Hasil penelitian menunjukkan bahwa tingkat pengetahuan perawat tidak berhubungan dengan tindakan medik yang dilakukan oleh perawat praktik (p>0,05) (Tabel 4.7). Hasil ini tidak sesuai dengan beberapa teori tentang perilaku. Menurut beberapa ahli, pengetahuan merupakan salah satu penyebab utama timbulnya tindakan atau perubahan perilaku. Menurut Fritz Heider, perubahan perilaku terjadi karena disposisi internal, misalnya pengetahuan, motif, sikap, dan sebagainya. Sedangkan menurut Finer (1957) timbulnya tindakan terjadi akibat ketidakseimbangan kognisi (cognitive dissonance). Ketidakseimbangan ini terjadi karena dalam diri individu terdapat dua elemen kognisi (pengetahuan, pendapat, atau keyakinan) yang bertentangan. Apabila individu menghadapi suatu stimulus atau obyek, dan stimulus tersebut menimbulkan keyakinan bertentangan di dalam diri individu sendiri, maka terjadilah ketidakseimbangan. Ketidakseimbangan inilah yang menyebabkan lahirnya sebuah perilaku baru. Menurut Rogers (1962), tindakan dapat timbul melalui kesadaran. Kesadaran yang dimaksud berawal dari tingkat pengetahuan seseorang. Kesadaran tersebut kemudian akan berlanjut mengikuti empat tahap berikutnya, yaitu keinginan, evaluasi, mencoba, dan menerima

(penerimaan) atau dikenal juga dengan AIETA (Awareness, Interest, Evaluation, Trial, and Adoption) (Nursalam, 2007).
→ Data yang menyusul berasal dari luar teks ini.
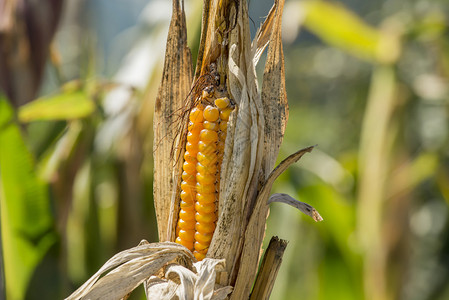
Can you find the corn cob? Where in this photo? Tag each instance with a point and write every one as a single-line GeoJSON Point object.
{"type": "Point", "coordinates": [201, 171]}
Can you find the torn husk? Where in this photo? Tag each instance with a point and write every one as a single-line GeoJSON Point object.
{"type": "Point", "coordinates": [254, 135]}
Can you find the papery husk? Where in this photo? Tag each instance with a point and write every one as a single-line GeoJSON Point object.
{"type": "Point", "coordinates": [185, 279]}
{"type": "Point", "coordinates": [254, 135]}
{"type": "Point", "coordinates": [173, 91]}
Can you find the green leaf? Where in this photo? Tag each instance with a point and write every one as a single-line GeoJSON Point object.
{"type": "Point", "coordinates": [340, 27]}
{"type": "Point", "coordinates": [26, 220]}
{"type": "Point", "coordinates": [65, 106]}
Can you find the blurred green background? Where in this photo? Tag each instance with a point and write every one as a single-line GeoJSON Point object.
{"type": "Point", "coordinates": [367, 81]}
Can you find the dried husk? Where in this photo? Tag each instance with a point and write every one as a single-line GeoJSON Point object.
{"type": "Point", "coordinates": [255, 132]}
{"type": "Point", "coordinates": [187, 279]}
{"type": "Point", "coordinates": [174, 88]}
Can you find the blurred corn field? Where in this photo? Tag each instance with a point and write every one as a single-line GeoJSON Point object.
{"type": "Point", "coordinates": [366, 81]}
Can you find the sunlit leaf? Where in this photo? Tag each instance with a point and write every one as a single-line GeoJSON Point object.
{"type": "Point", "coordinates": [26, 220]}
{"type": "Point", "coordinates": [68, 105]}
{"type": "Point", "coordinates": [340, 27]}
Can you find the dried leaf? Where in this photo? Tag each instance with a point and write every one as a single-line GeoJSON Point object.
{"type": "Point", "coordinates": [255, 230]}
{"type": "Point", "coordinates": [128, 269]}
{"type": "Point", "coordinates": [188, 284]}
{"type": "Point", "coordinates": [174, 88]}
{"type": "Point", "coordinates": [303, 207]}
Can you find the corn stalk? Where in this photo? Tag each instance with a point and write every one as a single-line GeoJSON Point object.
{"type": "Point", "coordinates": [254, 134]}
Beberapa teori timbulnya perilaku tersebut menyimpulkan bahwa pengetahuan seseorang merupakan salah satu faktor yang menyebabkan timbulnya tindakan atau perilaku seseorang. Timbulnya perilaku tersebut juga sangat dipengaruhi oleh faktor-faktor lain, seperti lingkungan sosial, budaya, ekonomi. Hal ini dibuktikan dengan hasil penelitian yang dilakukan oleh Siswadi (2003) yang menyatakan bahwa tidak ada hubungan antara tingkat pengetahuan perawat praktik dengan tindakan medik yang dilakukannya. Penelitian yang dilakukan secara kualitatif di Jawa Timur pada tahun 2003 tersebut menyatakan bahwa, pada dasarnya perawat memahami batasan kewenangannya, namun rendahnya tingkat pengawasan dari pihak yang berwenang (Dinas Kesehatan) membuat para perawat praktik melakukan tindakan medik tanpa memperoleh persetujuan dokter terlebih dahulu.
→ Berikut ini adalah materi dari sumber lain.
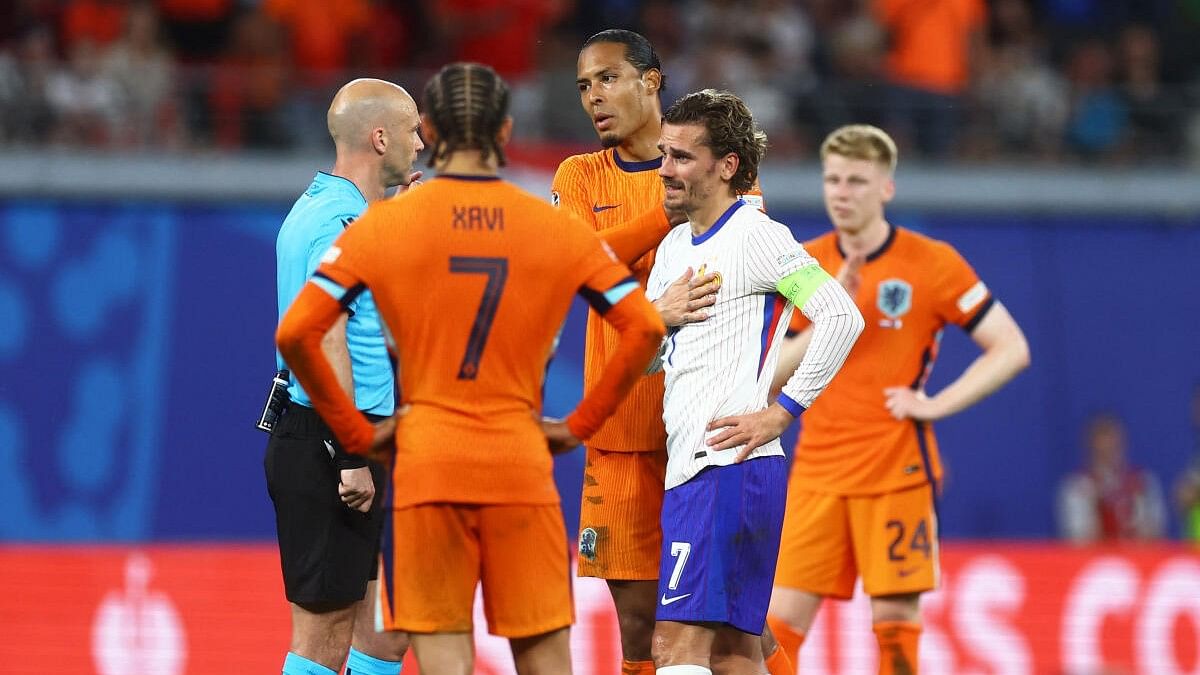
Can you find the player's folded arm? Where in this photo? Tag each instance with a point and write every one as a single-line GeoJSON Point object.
{"type": "Point", "coordinates": [837, 324]}
{"type": "Point", "coordinates": [631, 239]}
{"type": "Point", "coordinates": [624, 305]}
{"type": "Point", "coordinates": [299, 335]}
Dalam penelitian ini juga ditemukan bahwa alasan perawat praktik melakukan tindakan medik secara umum adalah karena perawat merasa tindakan medik yang dilakukan merupakan prosedur yang wajib untuk dilakukan. Jadi, setiap pasien yang datang untuk berobat akan memperoleh tindakan yang dianggap biasa dilakukan seperti, suntikan dan pemberian obat. Selain itu, perawat juga melakukan tindakan medik karena alasan keadaan yang membutuhkan tindakan segera (darurat) (lampiran 6).

Jika dilihat aspek pengetahuan, sebagian besar perawat memiliki tingkat pengetahuan baik yaitu, 72,9 %, hanya 6,8% yang memiliki tingkat pengetahuan

rendah (Tabel 4.3). Berdasarkan pertanyaan pada kuisioner penelitian, sebagian besar perawat mampu menjawab dengan benar. Pertanyaan yang paling banyak mengalami kekliruan hanya pada pertanyaan tentang dasar hukum yang mengatur tindakan medik pada perawat yaitu Keputusan Menteri Kesehatan no.1239/Menkes/SK/XI/2001 tentang registrasi dan praktik keperawatan

Berdasarkan uraian tersebut, perlu peningkatan pengawasan dari Dinas

Kesehatan terhadap balai pengobatan, melalui pengadaaan pertemuan-pertemuan rutin dengan dokter-dokter penanggung jawab. Hal ini bertujuan untuk memantau secara rutin tanggung jawab dokter terhadap pelaksanaan peran tenaga kesehatan yang lain (perawat, bidan).

b. Tingkat Pendapatan

Hasil penelitian menunjukkan bahwa terdapat hubungan yang bermakna tingkat pendapatan perawat dengan tindakan medik yang dilakukannya (p<0,05) (Tabel 4.7). Menurut Katz (1960), sebagaimana yang dikutip oleh Notoatmodjo, timbulnya tindakan seseorang dilatarbelakangi oleh kebutuhan individu yang bersangkutan. Lebih lanjut Katz mengatakan bahwa tindakan itu memiliki fungsi instrumental, artinya dapat berfungsi dan memberikan pelayanan terhadap kebutuhan. Seseorang dapat bertindak terhadap obyek demi pemenuhan kebutuhan hidupnya (Notoadmojo, 2005).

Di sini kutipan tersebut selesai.